Ultimately, however, the process of deinstitutionalization seems to have failed. We have since learned that mainstream reintroduction of the severely mentally ill into society, a solution we hastily deemed acceptable, is really no solution at all. Though we initially decried the state mental hospitals as being inhumane, we are now seeing that asking the mentally ill to fend for themselves in mainstream society while taking their treatment into their own hands is far worse to everybody.

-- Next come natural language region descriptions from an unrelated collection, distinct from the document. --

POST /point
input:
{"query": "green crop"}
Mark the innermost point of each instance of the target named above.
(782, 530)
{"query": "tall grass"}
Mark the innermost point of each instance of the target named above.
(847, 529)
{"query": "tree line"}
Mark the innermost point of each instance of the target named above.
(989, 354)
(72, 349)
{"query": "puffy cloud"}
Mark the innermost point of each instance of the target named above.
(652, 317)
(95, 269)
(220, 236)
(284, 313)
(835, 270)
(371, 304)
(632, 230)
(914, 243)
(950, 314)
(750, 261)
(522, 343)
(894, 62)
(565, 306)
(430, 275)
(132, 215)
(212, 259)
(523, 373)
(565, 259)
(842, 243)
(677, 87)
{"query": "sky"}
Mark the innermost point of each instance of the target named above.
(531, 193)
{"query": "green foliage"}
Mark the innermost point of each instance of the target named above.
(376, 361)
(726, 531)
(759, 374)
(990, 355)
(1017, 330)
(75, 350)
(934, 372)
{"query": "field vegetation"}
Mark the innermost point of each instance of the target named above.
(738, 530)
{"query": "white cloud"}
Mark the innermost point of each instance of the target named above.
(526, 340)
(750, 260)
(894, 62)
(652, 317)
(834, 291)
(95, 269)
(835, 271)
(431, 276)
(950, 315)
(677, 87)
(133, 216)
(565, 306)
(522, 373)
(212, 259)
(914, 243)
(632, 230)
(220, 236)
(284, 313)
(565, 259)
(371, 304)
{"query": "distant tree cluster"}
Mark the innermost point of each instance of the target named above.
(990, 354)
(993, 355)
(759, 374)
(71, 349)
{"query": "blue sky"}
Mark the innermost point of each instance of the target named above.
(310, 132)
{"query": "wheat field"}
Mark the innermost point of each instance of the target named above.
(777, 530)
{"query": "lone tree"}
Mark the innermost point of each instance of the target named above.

Asylum as a word has grim connotations today, owing to the prison-like mental hospitals referred to as such. The hospitals were commonly referred to as “asylums” or “insane asylums.” Simply put, however, asylum is merely what the hospitals offered to patients, asylum from the struggles of normal life. The challenges we face on a daily basis in attempting to lead productive lives are nearly overwhelming even when we are healthy. Deinstitutionalization has shown that asking people to deal with all of these stresses on top of their existing condition can be an obviously overwhelming experience. Often, this leads to depression coupled with the existing condition, and the individual is still not able to fully assimilate into society. According to the Federal Task Force on Homelessness and Severe Mental Illness, persons with pre-existing mental illnesses are far more likely to develop depression in difficult situations than persons without. Also, the condition and stresses of homelessness tends to worsen the effects of most severe mental illnesses. Those with pre-existing conditions are far more likely to develop depression and give their condition greater control of their life when faced with the challenges of everyday life than they ever were in the hospital setting, where they held asylum.